Ah well, but I did meet a very sincere worker today at a fast food joint and she made my day. I tookaway some lunch for my lazy elder sis and I. I was struggling with the glass doors - in my left hand were my laptop and the bag of food, while my right hand held my handphone as I was talking. Then this staff came running to me and opened the heavy glass doors. She had a cute sincere smile. I smiled in appreciation and said my thanks - but she out did me by saying an even more enthusiastic "THANK YOU FOR COMING!" Haha.
Customer service that comes from the heart really WOWs me.
cai was here with you at
YWednesday, June 21, 2006
Opus Dei
me: hey, do you know that opus dei exists in singapore?
leong: they do?
me: yeah...? they were like, interviewed by channel newsasia.
leong: sure not? i watched the channel newsasia documentaries leh
me: -____- come on they do, why should i lie anyway?
leong: haha.. this is getting freaky... they could be amongst us
me: haha yeah...
leong: omg! i saw an ah pek limping just now!
dont you just feel like killing him?
cai was here with you at
YSaturday, June 17, 2006
Reborn.
It's time to pop the champagne, folks!

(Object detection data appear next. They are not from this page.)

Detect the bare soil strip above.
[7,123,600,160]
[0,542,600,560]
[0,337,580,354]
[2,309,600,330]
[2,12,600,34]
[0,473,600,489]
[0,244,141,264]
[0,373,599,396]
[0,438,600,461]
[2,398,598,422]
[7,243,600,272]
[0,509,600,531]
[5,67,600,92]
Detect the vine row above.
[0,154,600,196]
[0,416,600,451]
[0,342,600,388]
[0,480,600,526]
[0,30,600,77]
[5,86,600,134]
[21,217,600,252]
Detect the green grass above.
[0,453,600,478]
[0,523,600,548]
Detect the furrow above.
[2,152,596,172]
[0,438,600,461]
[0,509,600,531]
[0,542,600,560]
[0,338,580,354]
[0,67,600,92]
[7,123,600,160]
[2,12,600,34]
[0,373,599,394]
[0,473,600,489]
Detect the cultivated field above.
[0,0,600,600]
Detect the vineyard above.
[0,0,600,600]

My blog's reborn!
I'm kinda surprised: my old blog had loyal readers, just that quite a number of them don't tag. Following the closure of my previous blog, quite a few had asked, out of concern why I shut it down. It's been several weeks already but I was still being asked yesterday. (: And gosh, do I feel touched.
Honestly, I'm not sure what's the main reason behind the closure myself. It could have been that the mundane in life crept up to me, to a point where I had nothing to blog about. It could have been that the common tests were coming up back then, so I shut it down to stop myself from using my notebook unnecessarily. Or, it could have been that there was this subconcious thing in me that wanted to start life afresh. I have no idea, really.

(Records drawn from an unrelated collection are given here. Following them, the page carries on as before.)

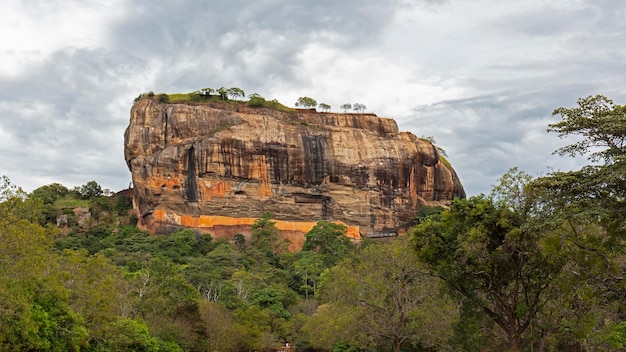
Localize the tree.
[0,176,88,351]
[250,212,289,257]
[199,88,215,98]
[31,183,70,204]
[411,169,593,351]
[296,97,317,109]
[306,238,456,352]
[352,103,367,113]
[318,103,330,112]
[226,87,246,100]
[248,93,266,107]
[302,220,353,267]
[532,95,626,349]
[215,87,228,100]
[294,251,327,300]
[77,181,104,199]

Then again, there are many other things in life that I do, without knowing why so. I guess I'll never know anyways. Neither do I really care to find out. Perhaps we shall leave it that my old blog "died" an unnatural death but the cause of which is not worth investigating.
On the topic of death, I'm reminded of the fate of a fellow schoolmate of mine. I didn't read the newspapers but heard about it from word of mouth that he died in his condo while returning from his night jog last tuesday night. It was a hit-and-run, a real tragedy.
It was said that he died on the spot and was bleeding from the ears, eyes and mouth but had no form of identification on him so his family was not notified by the police until much later (they did find him missing from his room but didn't suspect anything perhaps). It's scary to think that someone who sits in the same lecture hall as me, is suddenly gone just like that.
Sheesh. "Life", why's it so fragile... so cruel?
But then again, I'm talking about "Life" in inverted commas. Perhaps the lives we're currently living are unreal and that our real lives are our after-lives. In other words, our real lives may start at the point at which we die. Or maybe I'm not making any sense to you... Hmm, I'm not quite sure how to put it either, just that I don't see death as a permanent departure. Yep. So that's kinda explains why I like the last verse of a song by Oasis that goes, "We're all of us stars, we're fading away, just try not to worry, you'll see us someday...".
Death, it's not the end... or is it?